Lalu, apakah Rasulullah Saw tidak pernah marah?

Tentu saja pernah. Rasulullah Saw pun pernah marah. Cuma, kalau beliau marahnya karena Allah Swt.

Mungkin muncul pertanyaan lagi, 'Kapan Rasulullah Saw marah?'

Setidaknya ada 3 hadis yang meriwayatkan beliau marah karena ada alasan yang syar'i.

Pertama, hadis yang diriwayatkan oleh Ummul Mukminin (Ibunya orang-orang beriman), Aisyah Ra.

"Rasulullah Saw tidak pernah menggunakan tangannya untuk memukul sesuatu, baik istri maupun pembantu, kecuali sedang berjihad di jalan Allah. Dan sama sekali tidak pernah dendam kepada orang yang menyakitinya, kecuali jika larangan Allah dilanggar, maka beliau marah karena Allah." (HR. Muslim, 4296).

Kedua, hadis yang juga diriwayatkan oleh Aisyah Ra.

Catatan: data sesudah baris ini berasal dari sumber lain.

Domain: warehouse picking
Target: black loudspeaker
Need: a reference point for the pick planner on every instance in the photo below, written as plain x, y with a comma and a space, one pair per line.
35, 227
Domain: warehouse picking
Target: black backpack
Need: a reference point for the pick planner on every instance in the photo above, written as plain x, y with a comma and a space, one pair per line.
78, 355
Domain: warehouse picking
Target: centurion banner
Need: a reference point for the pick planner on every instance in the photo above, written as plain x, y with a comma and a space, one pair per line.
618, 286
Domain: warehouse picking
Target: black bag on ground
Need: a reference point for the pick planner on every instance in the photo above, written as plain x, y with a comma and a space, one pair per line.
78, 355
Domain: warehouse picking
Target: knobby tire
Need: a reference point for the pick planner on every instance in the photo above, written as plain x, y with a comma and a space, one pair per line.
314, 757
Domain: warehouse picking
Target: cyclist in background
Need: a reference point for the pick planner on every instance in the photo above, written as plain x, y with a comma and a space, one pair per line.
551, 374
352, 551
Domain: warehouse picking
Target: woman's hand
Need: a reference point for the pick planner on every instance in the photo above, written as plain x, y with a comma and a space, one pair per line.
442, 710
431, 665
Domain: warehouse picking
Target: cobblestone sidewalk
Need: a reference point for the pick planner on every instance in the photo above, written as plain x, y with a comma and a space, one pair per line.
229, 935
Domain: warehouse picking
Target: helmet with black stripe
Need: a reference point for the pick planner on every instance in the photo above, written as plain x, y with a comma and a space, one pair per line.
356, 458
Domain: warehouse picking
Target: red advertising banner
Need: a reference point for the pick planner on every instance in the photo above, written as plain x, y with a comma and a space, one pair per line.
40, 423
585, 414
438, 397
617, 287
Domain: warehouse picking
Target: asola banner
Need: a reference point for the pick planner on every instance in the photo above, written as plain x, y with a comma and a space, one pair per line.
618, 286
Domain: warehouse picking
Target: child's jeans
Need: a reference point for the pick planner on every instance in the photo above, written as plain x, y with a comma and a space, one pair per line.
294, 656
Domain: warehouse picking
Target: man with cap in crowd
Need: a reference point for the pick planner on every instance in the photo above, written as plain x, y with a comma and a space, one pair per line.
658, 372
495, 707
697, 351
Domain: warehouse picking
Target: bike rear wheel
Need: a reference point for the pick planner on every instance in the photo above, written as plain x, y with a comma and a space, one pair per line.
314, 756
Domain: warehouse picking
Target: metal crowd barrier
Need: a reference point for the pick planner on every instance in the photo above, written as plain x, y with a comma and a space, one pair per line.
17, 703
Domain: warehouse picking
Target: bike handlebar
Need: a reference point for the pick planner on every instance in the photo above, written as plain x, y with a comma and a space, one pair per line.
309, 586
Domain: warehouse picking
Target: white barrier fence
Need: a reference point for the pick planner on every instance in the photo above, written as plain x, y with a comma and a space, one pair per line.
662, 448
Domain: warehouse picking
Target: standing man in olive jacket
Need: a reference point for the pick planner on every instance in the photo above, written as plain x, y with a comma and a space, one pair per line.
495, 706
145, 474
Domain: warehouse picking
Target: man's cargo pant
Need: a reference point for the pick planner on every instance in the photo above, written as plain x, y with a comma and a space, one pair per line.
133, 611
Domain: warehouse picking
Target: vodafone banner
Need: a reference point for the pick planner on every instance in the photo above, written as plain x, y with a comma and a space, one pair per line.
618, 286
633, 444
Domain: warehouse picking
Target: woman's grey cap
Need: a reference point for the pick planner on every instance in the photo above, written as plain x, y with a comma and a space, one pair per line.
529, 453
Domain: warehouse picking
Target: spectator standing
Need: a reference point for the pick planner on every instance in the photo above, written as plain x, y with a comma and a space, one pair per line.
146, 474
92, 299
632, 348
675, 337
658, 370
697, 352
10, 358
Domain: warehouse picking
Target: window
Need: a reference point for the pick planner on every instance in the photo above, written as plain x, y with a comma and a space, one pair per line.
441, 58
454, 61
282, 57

Suatu hari terjadi kasus pencurian yang pelakunya seorang wanita terhormat, karena wanita itu keturunan salah satu suku Quraisy terkemuka.

Lalu, orang-orang dari suku Quraisy tersebut berkeinginan supaya wanita tersebut tidak dijerat hukum, atau setidaknya hukumannya diringankan.

Salah seorang dari mereka berkata, "Siapa gerangan yang bisa menjadi penyambung lidah perihal pencurian ini kepada Rasulullah?"

Diantara mereka ada yang menjawab, "Siapa lagi yang berani berbicara kepada beliau selain Usamah, dia orang yang dikasihi Rasulullah?"

Kemudian Usamah pun diutus untuk menghadap Rasulullah Saw dan menyampaikan tentang kasus pencurian serta keinginan mereka tersebut.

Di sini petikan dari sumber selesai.